[erlang-questions] The history of recursion in languages. Any stories from erlang?

zxq9 zxq9@REDACTED
Fri Oct 10 03:13:09 CEST 2014

On Thursday 09 October 2014 19:29:56 you wrote:
> another erlang specific question.
> foo()->
>   foo().
> bar()->
>   receive
>       X ->
>          bar()
>   end.
> both the above functions are tail-call optimized and happen to be recursive.
> if i run foo(), would its callstack remain unchanged? will beam bring it
> down? how does it compare with the procedural while (1) { //do something }

foo() -> foo(). behaves the same as while(1) {};. Testing just now, the stack 
indeed remains constant (at ~2.5k), and checking with Observer on the system 
I'm sitting at now shows around 4 billion reds per update. Beam will not bring 
down a simple infinite loop like this unless you tell it to (its performing as 
intended, why kill it if the user wanted it?).

Its sort of interesting, with regard to scheduling not recursion, to spawn a 
few more of these than  you have cores, and then run something else and watch 
the EVM schedule around all the blank load.

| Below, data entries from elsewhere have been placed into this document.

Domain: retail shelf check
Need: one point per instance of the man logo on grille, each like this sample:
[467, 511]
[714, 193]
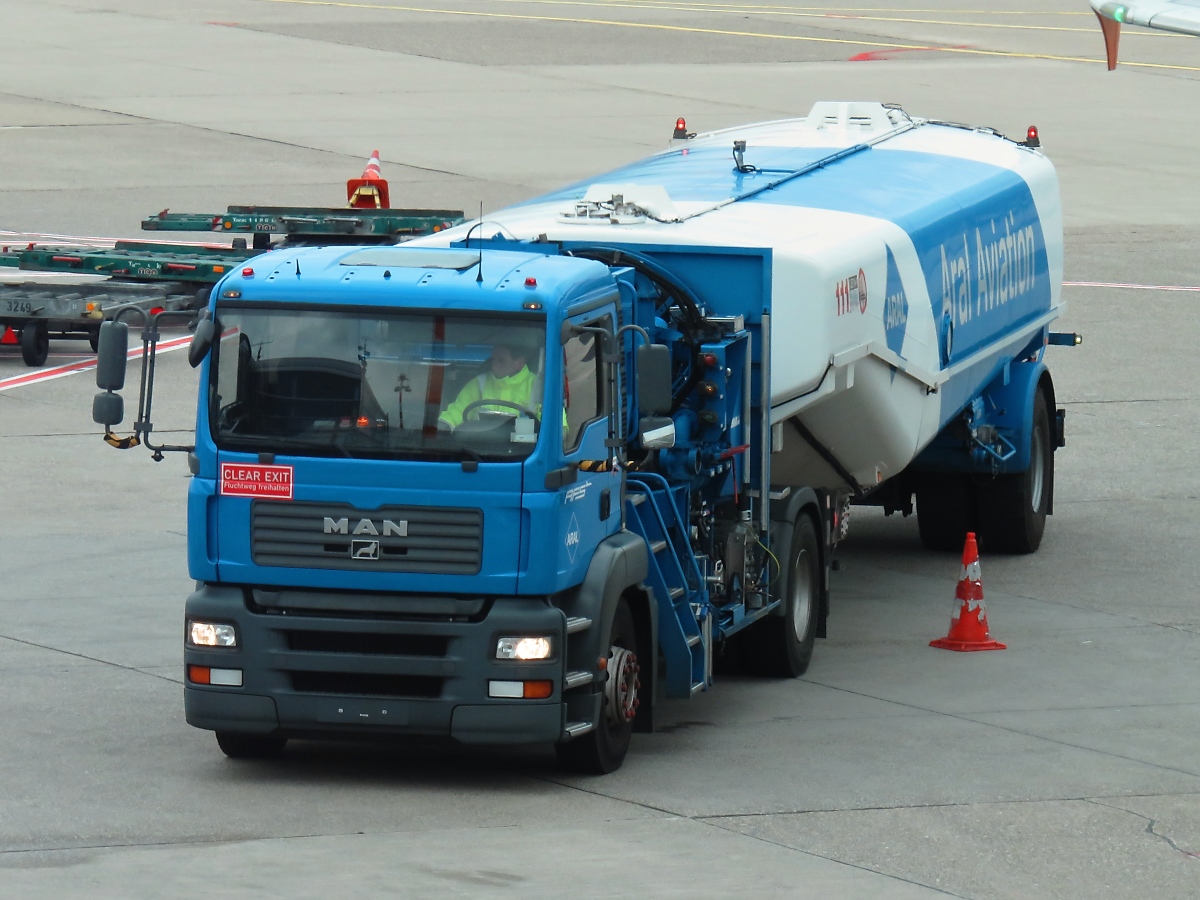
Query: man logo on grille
[364, 550]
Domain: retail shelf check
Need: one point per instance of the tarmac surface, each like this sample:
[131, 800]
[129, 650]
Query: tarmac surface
[1066, 766]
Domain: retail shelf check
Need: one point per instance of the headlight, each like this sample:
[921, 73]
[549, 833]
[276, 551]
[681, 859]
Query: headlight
[525, 648]
[210, 634]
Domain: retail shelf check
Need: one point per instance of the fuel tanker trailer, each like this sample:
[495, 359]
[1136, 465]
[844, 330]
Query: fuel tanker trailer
[899, 275]
[519, 480]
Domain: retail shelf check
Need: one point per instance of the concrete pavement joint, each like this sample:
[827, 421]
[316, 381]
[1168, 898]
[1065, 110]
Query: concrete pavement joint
[1150, 828]
[965, 718]
[897, 807]
[703, 821]
[210, 130]
[84, 657]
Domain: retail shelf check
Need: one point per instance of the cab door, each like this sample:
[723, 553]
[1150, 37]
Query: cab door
[588, 508]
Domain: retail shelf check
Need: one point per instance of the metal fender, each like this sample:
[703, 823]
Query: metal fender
[783, 516]
[1009, 407]
[621, 562]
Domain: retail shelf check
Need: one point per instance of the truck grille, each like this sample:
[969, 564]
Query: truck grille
[357, 684]
[371, 643]
[406, 539]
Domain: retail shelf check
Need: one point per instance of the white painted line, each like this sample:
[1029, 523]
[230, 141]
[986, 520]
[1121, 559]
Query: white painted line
[87, 365]
[1128, 287]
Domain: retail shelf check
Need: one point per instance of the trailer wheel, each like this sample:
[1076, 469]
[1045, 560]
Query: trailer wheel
[603, 749]
[240, 745]
[781, 646]
[35, 343]
[1013, 508]
[945, 510]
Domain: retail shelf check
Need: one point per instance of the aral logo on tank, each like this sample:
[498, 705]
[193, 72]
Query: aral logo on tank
[850, 293]
[895, 307]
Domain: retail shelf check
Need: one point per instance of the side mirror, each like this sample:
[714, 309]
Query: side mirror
[653, 379]
[107, 409]
[202, 341]
[111, 354]
[657, 432]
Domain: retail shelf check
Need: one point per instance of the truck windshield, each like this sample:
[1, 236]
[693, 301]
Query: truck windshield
[377, 385]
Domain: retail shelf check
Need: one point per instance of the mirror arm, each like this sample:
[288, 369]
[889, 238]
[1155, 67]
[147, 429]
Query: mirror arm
[143, 426]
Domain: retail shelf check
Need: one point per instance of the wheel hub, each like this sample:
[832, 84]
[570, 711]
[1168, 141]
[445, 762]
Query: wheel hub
[802, 594]
[621, 689]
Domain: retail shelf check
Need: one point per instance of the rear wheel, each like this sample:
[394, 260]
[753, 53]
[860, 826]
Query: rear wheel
[35, 343]
[781, 646]
[240, 745]
[945, 510]
[1013, 508]
[603, 749]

With regard to the original line of this thread...

Richard O'Keefe, in a line of private emails, has convinced me that while 
recursion is at the root of computing theory, the concept was almost 
completely unknown in commercial languages until sometime in the (probably 
very late) 60's, and still not very well accepted outside AI research until a 
bit later.

He demonstrated to me that the world of computing theory and AI research, 
being full of recursive definitions from the beginning (Lovelace -- with a 
unique notation for "cycles of cycles", Church, Gödel, etc.), had shockingly 
little impact on the tradition of language design that brought us to where we 
are today. In particular, it played no role in informing commercial hardware 
development and that led to an almost deliberate aversion to the subject by 
language designers working for those companies.

Richard O'Keefe wrote:
> APL (designed through 1960-1965)
> could do recursion, but it was interpreted, and was and
> remained, like Lisp, a niche language irrelevant to
> nearly all programmers.  PL/I supported recursion, which
> like much else it copied from Algol 60, but it was
> regarded as strange, scary, and rare, and you had to
> explicitly write, e.g.,
>    factorial:
>       procedure (n) options (recursive);
>          if n < 2 then return 1;
>          else return n * factorial (n-1);
>       end;
> Programming textbooks warned people not to use this feature
> because it was too inefficient

This makes me feel that we are still only rediscovering ideal ways to 
communicate with our computers and haven't yet come up with anything really 
new (some of the ideal notational concepts go as far back as Ada Lovelace's 
notes!). I'd always thought that developments in theory/research were 
influential in industry, but this  was clearly not the case.

I'd like to thank Richard for taking the time to so thoroughly prove my 
assumptions wrong. It was really interesting!